For Mr Limpens, electric heating methods can increase energy efficiency: heat pumps, which are much more efficient than gas burners, fall into this category. ‘But the problem is economic: it's a higher investment cost and a lower operating cost. So it's profitable in the long term, but in the short term it requires more money.

It’s this thinking that has led him to focus on very flexible technologies at the level of consumption and to address the role of storage technologies in energy systems with high renewable content. The leading example is thermal storage, which is much less expensive than electrical storage. It’s an alternative to the intermittent nature of renewable electricity generation. He expects heat pumps, for example, to respond to this irregularity. Supervised by Hervé Jeanmart, an EPL professor deeply invested in the research, member of Louvain4Energy, Mr Limpens says the objective is clear: ‘To target policy! We’re working on how to answer very practical questions for decision-makers: how to reduce CO2, integrate more renewable energy, bring flexibility to the electricity grid or electrify heating, for example.

Another two years

He has two years to go. There’s already evidence of what the energy system will look like in high-renewable-rate societies: to integrate more renewable energy into the system, other sectors need to be electrified in order to integrate efficient technologies such as cogeneration that allows electricity and heat to be produced simultaneously. Also crucial: ‘We totally underestimate the role of thermal storage. In the appropriate legislative framework, it can provide a great deal of flexibility. It's obvious we'll need a storage mix in the future.

Mobilising policy

One of the goals of your research is to mobilise and deliver clear advice to policy-makers.
In Switzerland as part of my PhD, I worked at the Swiss Federal Institute of Technology in Lausanne (EPFL), in the ‘Industrial process and energy systems engineering’ group (IPESE).
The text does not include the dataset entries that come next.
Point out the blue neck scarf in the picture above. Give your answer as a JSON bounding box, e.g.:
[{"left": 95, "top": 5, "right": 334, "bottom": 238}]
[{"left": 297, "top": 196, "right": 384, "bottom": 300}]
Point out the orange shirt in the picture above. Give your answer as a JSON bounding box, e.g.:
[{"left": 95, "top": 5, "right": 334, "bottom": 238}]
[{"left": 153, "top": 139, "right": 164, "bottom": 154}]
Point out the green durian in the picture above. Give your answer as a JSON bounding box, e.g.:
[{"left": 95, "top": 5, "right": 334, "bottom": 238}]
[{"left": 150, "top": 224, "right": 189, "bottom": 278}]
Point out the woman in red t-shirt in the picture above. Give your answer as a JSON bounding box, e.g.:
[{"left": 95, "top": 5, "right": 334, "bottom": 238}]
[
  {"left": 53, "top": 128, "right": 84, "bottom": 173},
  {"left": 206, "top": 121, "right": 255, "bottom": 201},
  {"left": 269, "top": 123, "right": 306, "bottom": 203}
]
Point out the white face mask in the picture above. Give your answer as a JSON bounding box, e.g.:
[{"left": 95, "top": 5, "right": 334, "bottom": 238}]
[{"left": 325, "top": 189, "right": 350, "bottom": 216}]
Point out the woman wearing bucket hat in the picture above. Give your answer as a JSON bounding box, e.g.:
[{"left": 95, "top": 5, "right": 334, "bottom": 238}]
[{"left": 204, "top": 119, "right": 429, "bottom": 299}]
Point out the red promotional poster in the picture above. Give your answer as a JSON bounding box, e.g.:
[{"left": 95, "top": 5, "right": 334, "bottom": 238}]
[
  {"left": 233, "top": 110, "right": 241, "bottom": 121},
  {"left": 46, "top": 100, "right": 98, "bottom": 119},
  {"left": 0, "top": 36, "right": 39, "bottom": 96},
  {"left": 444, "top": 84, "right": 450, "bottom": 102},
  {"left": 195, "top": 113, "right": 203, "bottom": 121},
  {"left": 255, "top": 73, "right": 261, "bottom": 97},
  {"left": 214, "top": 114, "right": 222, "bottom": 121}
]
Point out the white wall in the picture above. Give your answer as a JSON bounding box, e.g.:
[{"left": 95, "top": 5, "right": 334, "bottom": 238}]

The researchers had developed a tool that I use today, www.energyscope.ch, to evaluate a series of parameters related to the energy consumption of the federal state. It was developed in the canton of Vaud prior to a referendum on whether to integrate renewable energy; 58.2% of all Swiss voted in favour*, but in Vaud, where the tool had been used the most, 73.5% were in favour. I’m convinced that there’s a way to have an impact, not just on the population. We can also explain to politicians that technologies must be encouraged in parallel, such as heat pumps along with thermal storage, but then it’s up to them to see how to get there.

*More info

And businesses?
We’re clearly looking at the industrial level and showing what the future will look like: it’s a huge asset for them. Moreover, we have a lot of interactions with and requests from businesses. This will allow them to know what positions to take on the market but also increase their visibility in relation to future strategies and position themselves for a future that’s much closer than we think.

GLOSSARY

Energy system: at the country level, it includes everything that allows for heating, electricity and mobility for households and industries.

Marie Dumas

A glance at Gauthier Limpens's bio

Gauthier LIMPENS is a researcher at the University of Louvain (UCLouvain) where he has specialised in energy and aeronautics since beginning his master’s degree in 2015. After a residency as a computational engineer in the SAFRAN group (aeronautics), he transitioned to the energy sector, convinced of the challenges it faces in the 21st century. In 2016, he became an energy teaching assistant and began a PhD thesis on energy storage. His work entails addressing the energy system as a whole, a new subject at UCLouvain, which is why he is undertaking a research internship at EPFL, a leading school in the field. His research will continue for the next two years at the Institute of Mechanics, Materials and Civil Engineering and its Thermodynamics and Fluid Mechanics Division (iMMC-TFL) and in collaboration with EPFL.

Among his most recent publications: ‘Electricity storage needs for the energy transition: An EROI based analysis of the case of Belgium’ (2018) and ‘Quantification of electricity storage needs for energy transition Belgium: a sensitivity analysis based on EROI’ for the ‘International Conference on Efficiency, Costs, Optimization, Simulation’ (ECOS2018).